Female Farmers Stock Market Booth With Surprisingly Local Produce

Have you stopped by Sierra Harvest’s friendly farmer’s market booth at the Saturday morning Nevada City Farmer’s Market? Ever wonder where all that beautiful produce comes from and who grows it?

In addition to getting the word out about Sierra Harvest, the main purpose of the booth is to educate our interns about how the market works and to give them hands-on training with a production style garden. Early in the season, Katie Turner, Farm Manager for the market garden and the Food Love Project, plans what to grow and when it will be ready. Katie and the interns, Brie Gerard and Gracie Schatz, start the plants, prep the beds, maintain the garden, harvest, and work the market, which entails getting up really early on Saturday mornings to harvest, wash, and transport the goods to market.

gracie_harvesting 

Most of the produce comes from the Lost Hill farm site on American Hill Road, which is a small homestead where Sierra Harvest’s interns live, only a few blocks from the Farmer’s Market.

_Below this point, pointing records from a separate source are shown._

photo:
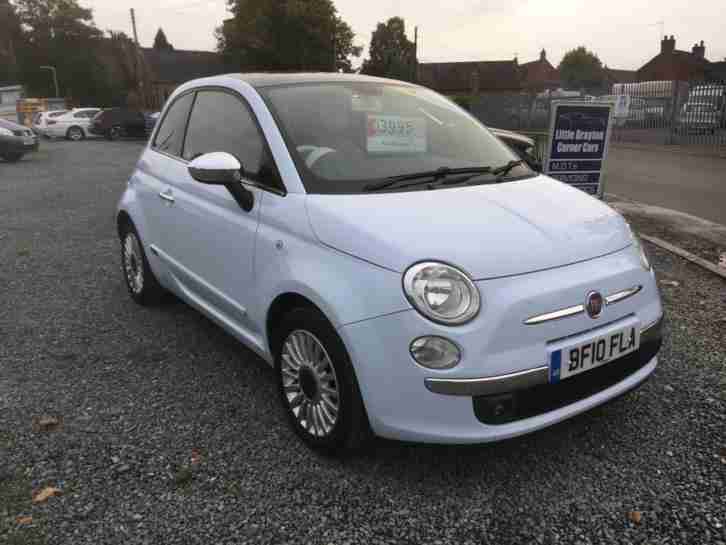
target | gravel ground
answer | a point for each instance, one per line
(696, 235)
(170, 432)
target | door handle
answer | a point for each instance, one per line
(167, 195)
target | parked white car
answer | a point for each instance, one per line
(400, 267)
(72, 125)
(40, 121)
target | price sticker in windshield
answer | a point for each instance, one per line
(396, 134)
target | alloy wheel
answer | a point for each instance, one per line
(133, 263)
(309, 383)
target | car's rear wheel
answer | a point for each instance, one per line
(75, 133)
(317, 384)
(12, 157)
(143, 286)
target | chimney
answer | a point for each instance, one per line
(668, 45)
(699, 50)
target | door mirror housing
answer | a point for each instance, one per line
(222, 168)
(216, 168)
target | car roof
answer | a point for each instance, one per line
(7, 124)
(265, 79)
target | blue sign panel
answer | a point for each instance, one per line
(579, 134)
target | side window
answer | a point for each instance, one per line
(170, 135)
(221, 122)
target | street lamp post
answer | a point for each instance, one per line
(55, 78)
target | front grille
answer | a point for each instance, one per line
(543, 398)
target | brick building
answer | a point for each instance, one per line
(470, 78)
(675, 64)
(539, 75)
(169, 68)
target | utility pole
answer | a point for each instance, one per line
(335, 53)
(55, 78)
(415, 54)
(133, 25)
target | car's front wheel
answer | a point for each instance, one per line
(143, 286)
(75, 134)
(114, 133)
(317, 384)
(12, 157)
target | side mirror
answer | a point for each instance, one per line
(222, 168)
(217, 168)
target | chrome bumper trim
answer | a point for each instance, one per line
(622, 295)
(579, 309)
(501, 384)
(488, 385)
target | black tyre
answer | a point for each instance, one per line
(317, 384)
(75, 134)
(12, 157)
(143, 286)
(114, 133)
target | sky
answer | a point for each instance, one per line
(623, 33)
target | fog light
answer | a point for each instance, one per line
(435, 352)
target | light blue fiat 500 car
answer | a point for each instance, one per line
(403, 271)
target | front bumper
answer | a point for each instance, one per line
(650, 336)
(501, 355)
(18, 144)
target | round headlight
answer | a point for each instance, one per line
(442, 293)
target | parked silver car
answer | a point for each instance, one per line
(699, 116)
(15, 141)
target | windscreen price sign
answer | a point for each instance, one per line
(579, 136)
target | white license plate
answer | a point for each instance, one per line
(578, 358)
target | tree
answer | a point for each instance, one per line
(286, 35)
(582, 69)
(391, 53)
(10, 37)
(160, 41)
(62, 34)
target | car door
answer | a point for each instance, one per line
(156, 171)
(212, 247)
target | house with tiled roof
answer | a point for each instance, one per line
(614, 75)
(470, 78)
(675, 64)
(539, 75)
(171, 67)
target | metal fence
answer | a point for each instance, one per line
(658, 112)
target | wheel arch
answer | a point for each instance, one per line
(68, 130)
(280, 306)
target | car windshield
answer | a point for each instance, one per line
(344, 136)
(701, 107)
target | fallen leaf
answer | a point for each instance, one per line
(196, 456)
(47, 423)
(183, 476)
(47, 492)
(635, 516)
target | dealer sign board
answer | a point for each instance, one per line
(579, 136)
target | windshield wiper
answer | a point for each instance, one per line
(426, 177)
(503, 170)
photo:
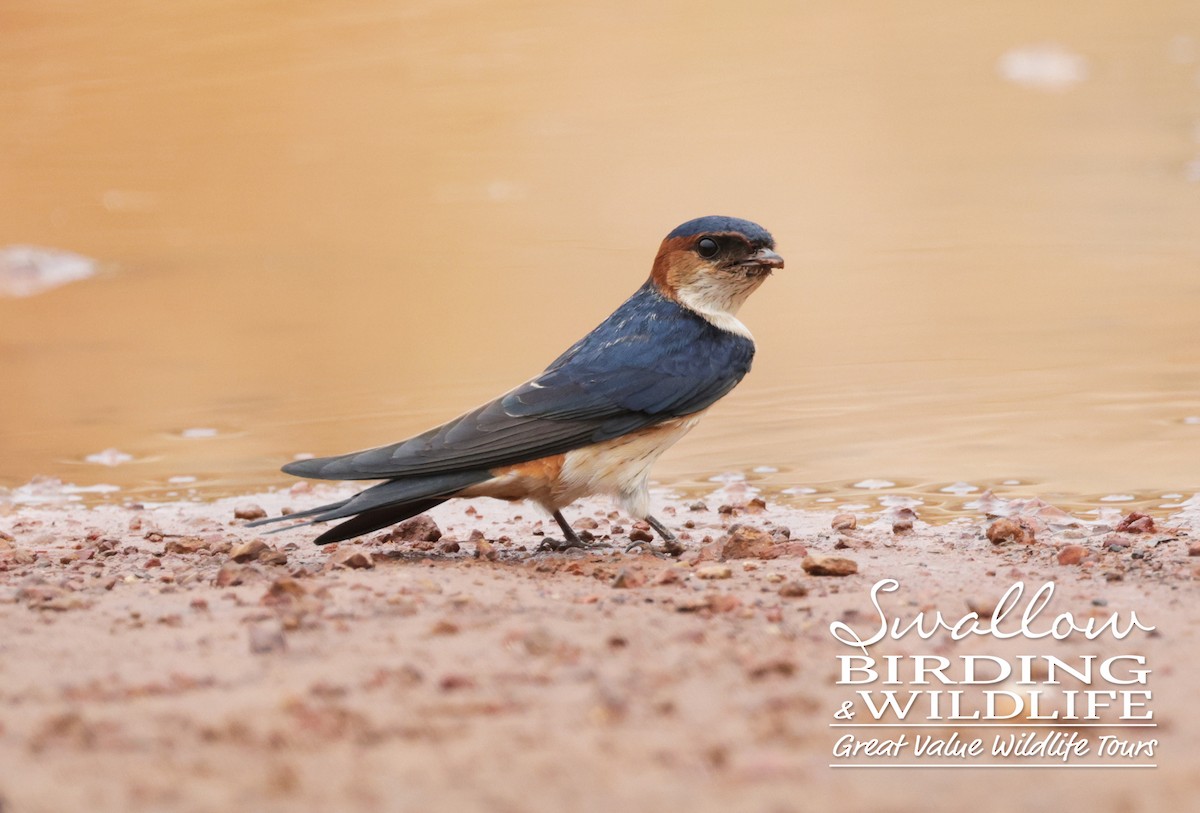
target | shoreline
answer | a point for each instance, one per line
(169, 658)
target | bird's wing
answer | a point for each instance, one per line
(651, 361)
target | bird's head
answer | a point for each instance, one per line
(712, 264)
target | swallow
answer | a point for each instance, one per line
(598, 417)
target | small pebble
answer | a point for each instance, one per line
(1072, 554)
(354, 559)
(247, 550)
(822, 565)
(249, 511)
(1011, 530)
(267, 637)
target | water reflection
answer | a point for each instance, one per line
(327, 229)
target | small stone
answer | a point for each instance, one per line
(822, 565)
(845, 522)
(247, 550)
(628, 578)
(186, 544)
(268, 637)
(249, 511)
(903, 521)
(420, 528)
(792, 590)
(353, 559)
(231, 574)
(693, 603)
(273, 556)
(285, 589)
(1072, 554)
(444, 627)
(1137, 523)
(1011, 530)
(748, 542)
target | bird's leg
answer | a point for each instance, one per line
(570, 539)
(671, 546)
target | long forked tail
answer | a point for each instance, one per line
(382, 505)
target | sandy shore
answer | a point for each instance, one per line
(453, 667)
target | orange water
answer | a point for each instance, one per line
(325, 227)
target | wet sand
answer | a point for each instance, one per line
(143, 668)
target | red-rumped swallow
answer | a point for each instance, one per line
(598, 417)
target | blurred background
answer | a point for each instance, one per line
(315, 227)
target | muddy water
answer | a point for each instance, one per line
(323, 228)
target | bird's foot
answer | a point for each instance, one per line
(558, 546)
(670, 549)
(671, 546)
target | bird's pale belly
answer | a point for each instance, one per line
(618, 468)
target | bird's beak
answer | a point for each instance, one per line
(763, 258)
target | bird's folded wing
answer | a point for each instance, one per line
(593, 392)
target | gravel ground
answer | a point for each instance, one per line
(169, 658)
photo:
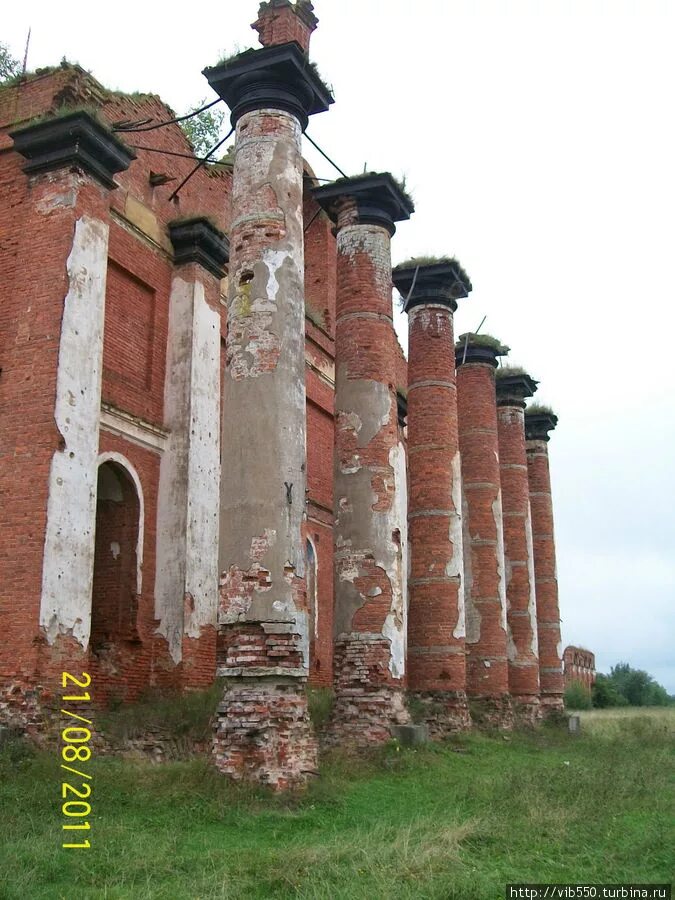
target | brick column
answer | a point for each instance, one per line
(263, 731)
(370, 611)
(513, 386)
(51, 377)
(487, 675)
(538, 424)
(436, 660)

The site has been used as a garden and homestead for a long time, and it features many heirloom fruit trees, including chestnut, walnut, almond, fig, and apple trees. Look for figs and apples from these heirloom trees at the market in the late Summer and early Fall. The new fruit trees at the site (cherries, nectarines, plums, pears, and more apples) will take a few years to produce. All of the produce from Lost Hill is certified organic by CCOF.

gracie_market

In August at the Sierra Harvest booth, you’ll be able to pick up Padron and Shishito peppers (the former is a traditional tapas menu item in Spain, excellent pan fried with olive oil and sprinkled with salt). You’ll also find beautiful heirloom tomatoes in all different colors — purple, red, orange, yellow, and green. We’ll still have arugula, cucumbers, head lettuce, and micro greens (from the Food Love Project Farm), a super food that has a high density of cancer-fighting nutrients. And, we will be featuring dried flower bouquets to brighten your house in the winter months.  Fresh sunflowers will also be available.

katie_sunflowers

Katie enjoys working the Nevada City Farmers’ Market, despite the early morning and hard work: “It’s such a nice, community-oriented activity, and it’s great seeing the happy people who eat the vegetables that we have so lovingly grown.” So stop by and say hello to Katie, Brie, and Gracie this Saturday morning between 8:30am and 1:00pm (and check out those Padron peppers while you’re there!).